Más de 150.000 niños fueron alejados de sus familias para ser internados en estas instituciones, donde fueron blanco de abusos, desde agresiones físicas, sexuales y culturales, castigándolos por usar su idioma y desvinculándolos de todo su bagaje cultural con la finalidad de asimilarlos a la sociedad mayoritaria.

“La negligencia infantil estaba institucionalizada y la falta de supervisión creó situaciones que convertían a los estudiantes en la presa de agresores sexuales y físicos”, señala el reporte.

Al menos 3.200 muertes están documentadas, sin embargo, la comisión estima que la cifra real podría ser mayor de 6.000, en base a las investigaciones. Muchos de los niños murieron por el maltrato que recibieron en estas escuelas, otros por el descuido al momento de ser tratados.

Pero muchos también se quitaron la vida ante la situación que vivían dentro de estos establecimientos. De igual forma, se registraron casos de niños que murieron abandonados luego de que escaparan de estos lugares.

“El Gobierno canadiense mantuvo esta política de genocidio cultural porque buscaba desvincularse de sus obligaciones legales y financieras con los pueblos indígenas y poder así controlar sus tierras y recursos”, señala también el contundente reporte.

Esta comisión fue aprobada en el año 2008 luego de un acuerdo entre las Primeras Naciones y el Gobierno Federal. Hasta ahora Ottawa ha pagado alrededor de $4.000 millones en compensaciones por daños ante esta situación. De igual forma, el primer ministro Stephen Harper pidió disculpas de forma oficial, señalando que este capítulo de la historia ha sido uno de los más tristes para Canadá.

Menos palabras, más acciones

La comisión considera las disculpas honestas, pero también anuncia que las “palabras no son suficientes”, por lo que piden acciones.

El informe presenta un total de 94 recomendaciones que piden al Gobierno Federal aplicar en su totalidad. Las conclusiones fueron reunidas en varias categorías, que incluyen salud, beneficios para los niños y educación.

Entre las recomendaciones destacan:

Exigen mantener a las familias indígenas juntas y tener una idea clara de cuántos niños indígenas terminan bajo el cuidado de los gobiernos provinciales.

Piden que se proteja la cultura en todo tipo de organismo en el que puedan terminar los niños, garantizarles poder hablar su idioma y mantener sus costumbres.

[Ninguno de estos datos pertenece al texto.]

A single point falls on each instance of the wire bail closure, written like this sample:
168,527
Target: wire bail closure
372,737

El reporte pide crear una política clara que permita cerrar la brecha en cuanto a educación y empleo que existe entre las comunidades indígenas y el resto de los canadienses.

Piden la creación de una Ley de Lenguas Indígenas, para proteger la cultura de los distintos grupos que se mantienen a lo largo del país.

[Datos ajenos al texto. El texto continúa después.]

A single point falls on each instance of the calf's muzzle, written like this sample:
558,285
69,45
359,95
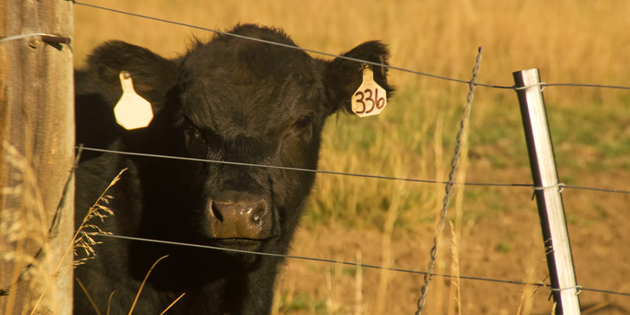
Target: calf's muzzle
240,219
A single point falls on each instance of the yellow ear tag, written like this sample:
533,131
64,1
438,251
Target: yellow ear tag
132,111
370,98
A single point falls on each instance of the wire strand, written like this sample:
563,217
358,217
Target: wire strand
413,180
505,87
346,263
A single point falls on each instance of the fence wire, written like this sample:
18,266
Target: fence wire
413,180
505,87
347,263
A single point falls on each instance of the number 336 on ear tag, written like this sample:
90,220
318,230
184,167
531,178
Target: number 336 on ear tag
132,111
370,98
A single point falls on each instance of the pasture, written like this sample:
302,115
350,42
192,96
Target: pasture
495,231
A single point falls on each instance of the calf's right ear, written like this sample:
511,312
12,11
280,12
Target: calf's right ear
343,77
152,75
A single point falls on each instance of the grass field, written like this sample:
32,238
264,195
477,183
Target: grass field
496,229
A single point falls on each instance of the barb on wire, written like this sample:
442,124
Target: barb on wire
507,87
449,186
413,180
346,263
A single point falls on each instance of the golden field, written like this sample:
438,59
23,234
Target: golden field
496,230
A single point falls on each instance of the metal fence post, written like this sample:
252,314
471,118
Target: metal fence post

También piden diversificar la educación para que existan títulos universitarios en lenguas indígenas.

Piden revocar la sección 43 del Código Criminal de Canadá, que permitía a los profesores o personas a cargo de un niño indígena utilizar la fuerza como forma de corrección.

Piden también que se establezca una investigación nacional sobre los miles de casos de mujeres indígenas asesinadas y desaparecidas.

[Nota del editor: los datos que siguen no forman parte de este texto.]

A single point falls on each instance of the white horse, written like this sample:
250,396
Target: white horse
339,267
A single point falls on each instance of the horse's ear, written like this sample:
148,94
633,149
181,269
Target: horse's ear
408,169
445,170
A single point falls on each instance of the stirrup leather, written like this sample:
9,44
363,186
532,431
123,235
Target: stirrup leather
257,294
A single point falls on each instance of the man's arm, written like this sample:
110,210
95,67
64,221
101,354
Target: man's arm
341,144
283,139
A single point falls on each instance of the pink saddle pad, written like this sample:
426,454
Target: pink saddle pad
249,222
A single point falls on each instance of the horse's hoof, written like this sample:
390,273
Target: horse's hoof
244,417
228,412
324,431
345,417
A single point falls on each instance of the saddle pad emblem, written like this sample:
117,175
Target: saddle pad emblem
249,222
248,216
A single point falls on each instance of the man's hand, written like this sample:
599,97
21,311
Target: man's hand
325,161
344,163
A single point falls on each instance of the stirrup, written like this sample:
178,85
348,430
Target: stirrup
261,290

Piden también al Vaticano y al papa Francisco ofrecer una disculpa formal por el rol de la Iglesia Católica a cargo de los internados en los que ocurrieron abusos.

Piden también cambiar el juramento de ciudadanía para que incluya una obligación de proteger los derechos de las comunidades indígenas.

De igual forma, exigen mejores políticas y programas para mejorar la educación y salud de los miles de jóvenes de origen indígena.